The tools are coming fast, though.
“The maddening thing about all of this is that these tools are being deployed publicly in a grand experiment nobody asked for,” says Watkins, of the University of Mississippi. “And I know how hard it is for faculty to carve out time for anything outside of their workload.”
For that reason, he says college and school leaders need to be driving efforts to make more systematic changes in teaching and assessment. “We’re going to have to really dig in and start thinking about how we approach teaching and how students approach learning. It’s something that the entire university is going to have to think about.”
The new tools will likely mean new financial investments for schools and colleges as well.
“At some point AI is going to become the next big expense,” Bowen, the education consultant, told EdSurge.
Even though many tools are free at the moment, Bowen predicts these tools will end up costing colleges at a time when budgets are already tight.
Saving Time?
Plenty of the newest AI tools for education are aimed at educators, promising to save them time.

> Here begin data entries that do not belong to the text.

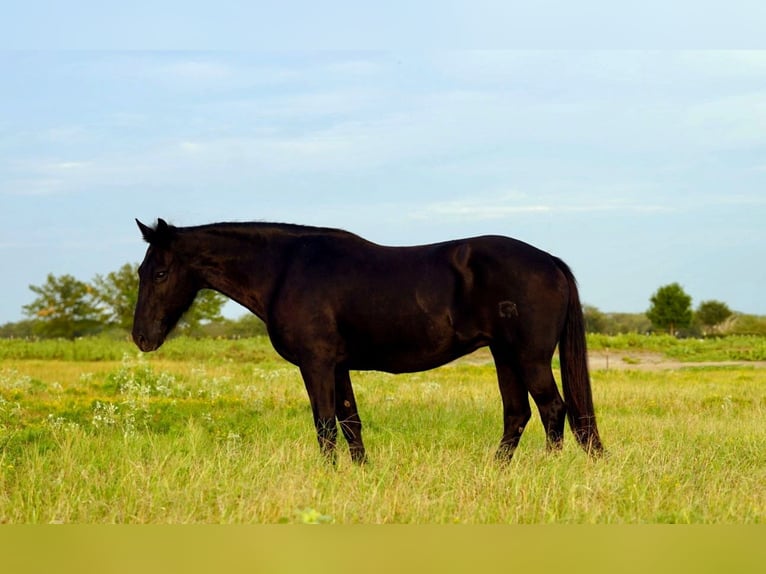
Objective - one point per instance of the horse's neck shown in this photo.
(242, 268)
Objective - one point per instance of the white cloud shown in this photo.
(481, 208)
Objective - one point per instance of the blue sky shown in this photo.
(639, 168)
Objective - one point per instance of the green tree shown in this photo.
(65, 307)
(117, 293)
(205, 309)
(595, 320)
(710, 314)
(671, 308)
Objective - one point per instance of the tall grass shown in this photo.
(227, 440)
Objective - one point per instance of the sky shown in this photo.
(637, 167)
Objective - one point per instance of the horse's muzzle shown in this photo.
(143, 343)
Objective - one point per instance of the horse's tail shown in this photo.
(574, 370)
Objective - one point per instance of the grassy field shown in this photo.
(221, 432)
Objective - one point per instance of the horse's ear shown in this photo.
(162, 227)
(147, 232)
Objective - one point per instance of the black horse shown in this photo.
(334, 302)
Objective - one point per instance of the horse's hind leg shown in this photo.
(538, 379)
(320, 386)
(348, 416)
(516, 411)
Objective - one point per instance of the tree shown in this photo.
(671, 308)
(118, 293)
(710, 314)
(65, 307)
(595, 320)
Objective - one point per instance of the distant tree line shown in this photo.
(671, 312)
(65, 307)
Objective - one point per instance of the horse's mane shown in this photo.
(164, 233)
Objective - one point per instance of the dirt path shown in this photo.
(642, 361)
(625, 360)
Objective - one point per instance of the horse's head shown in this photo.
(167, 287)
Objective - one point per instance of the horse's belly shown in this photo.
(407, 352)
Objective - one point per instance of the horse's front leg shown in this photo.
(319, 379)
(348, 415)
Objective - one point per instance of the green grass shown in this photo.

Several new products, for instance, allow teachers to use AI to quickly recraft worksheets, test questions and other teaching materials to change the reading level, so that a teacher could take an article from a newspaper and quickly have it revised so that younger students can better understand it.

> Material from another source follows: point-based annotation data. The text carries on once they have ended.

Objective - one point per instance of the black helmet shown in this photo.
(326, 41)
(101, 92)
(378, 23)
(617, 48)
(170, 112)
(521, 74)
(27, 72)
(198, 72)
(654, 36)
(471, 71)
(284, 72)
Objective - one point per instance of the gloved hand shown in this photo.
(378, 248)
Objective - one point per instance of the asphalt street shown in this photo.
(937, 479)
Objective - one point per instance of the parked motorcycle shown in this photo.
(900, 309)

“They will literally rewrite your words to that audience or that purpose,” says Watkins.
Such features are in several commercial products, as well as in free AI tools — just last month, the nonprofit Khan Academy announced that it would make its AI tools for teachers free to all educators.

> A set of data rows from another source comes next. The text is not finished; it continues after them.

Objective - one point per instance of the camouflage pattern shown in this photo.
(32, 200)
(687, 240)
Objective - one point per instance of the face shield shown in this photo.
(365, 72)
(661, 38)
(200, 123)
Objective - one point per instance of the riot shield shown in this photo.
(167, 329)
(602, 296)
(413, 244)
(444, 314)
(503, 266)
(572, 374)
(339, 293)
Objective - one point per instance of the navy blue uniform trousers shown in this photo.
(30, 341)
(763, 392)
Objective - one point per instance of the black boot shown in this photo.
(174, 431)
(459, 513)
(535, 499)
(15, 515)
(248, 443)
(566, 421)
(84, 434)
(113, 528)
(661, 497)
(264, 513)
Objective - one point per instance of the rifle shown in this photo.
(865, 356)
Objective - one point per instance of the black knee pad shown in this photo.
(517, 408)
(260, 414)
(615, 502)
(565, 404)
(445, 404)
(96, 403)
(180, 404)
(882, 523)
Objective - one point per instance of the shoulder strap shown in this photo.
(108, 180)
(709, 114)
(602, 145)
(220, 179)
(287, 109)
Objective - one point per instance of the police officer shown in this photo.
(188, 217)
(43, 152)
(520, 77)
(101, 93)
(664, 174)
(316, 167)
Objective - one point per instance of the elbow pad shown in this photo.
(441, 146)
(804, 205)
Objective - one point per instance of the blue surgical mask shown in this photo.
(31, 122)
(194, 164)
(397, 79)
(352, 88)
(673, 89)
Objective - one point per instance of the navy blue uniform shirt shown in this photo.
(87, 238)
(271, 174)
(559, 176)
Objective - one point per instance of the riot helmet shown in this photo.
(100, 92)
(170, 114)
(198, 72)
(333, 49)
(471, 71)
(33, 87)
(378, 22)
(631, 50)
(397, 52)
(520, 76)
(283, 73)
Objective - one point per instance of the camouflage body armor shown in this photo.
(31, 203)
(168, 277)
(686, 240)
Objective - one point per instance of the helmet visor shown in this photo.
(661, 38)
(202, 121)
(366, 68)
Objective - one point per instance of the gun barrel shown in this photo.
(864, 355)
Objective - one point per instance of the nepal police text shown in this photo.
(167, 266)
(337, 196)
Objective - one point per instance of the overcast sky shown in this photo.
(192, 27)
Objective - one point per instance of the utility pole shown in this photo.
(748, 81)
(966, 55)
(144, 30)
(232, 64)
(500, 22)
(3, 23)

“There’s good and bad with these things,” Watkins adds. On a positive note, such tools could greatly assist students with learning disabilities. “But the problem is when we tested this,” he adds, “it helped those students, but it got to the point where other students said, ‘I don’t have to read anything ever again,’ because the tool could also summarize and turn any text into a series of bullet points.”
Another popular feature with new AI services is to try to personalize assignments by adapting educational materials to a student’s interest, says Dan Meyer, vice president of user growth at Amplify, a curriculum and assessment company, who writes a newsletter about teaching mathematics.
Meyer worries that such tools are being overhyped, and that they may have limited effectiveness in classrooms.
“You just can't take the same dull word problems that students are doing every day and change them all to be about baseball,” he says. “Kids will wind up hating baseball, not loving math.”
He summed up his view in a recent post he titled, “Generative AI is Best at Something Teachers Need Least.”
Meyer worries that many new products start with what generative AI can do and try to push out products based on that, rather than starting with what educators need and designing tools to address those challenges.
At the college level, Bowen sees potential wins for faculty in the near future, if, say, tools like learning management systems add AI features that can do tasks like build a course website after the instructor feeds it a syllabus. “That’s going to be a real time saver for faculty,” he predicts.
But teaching experts note that the biggest challenges will be finding ways to keep students learning while also preparing them for a workplace that seems to be rapidly adopting AI tools.
Bowen hopes that colleges can find a way to focus on teaching students the skills that make us most human, as AI takes over routine tasks in many white-collar industries.
“Maybe,” he says, “this time we’ll realize that the liberal arts really do matter.”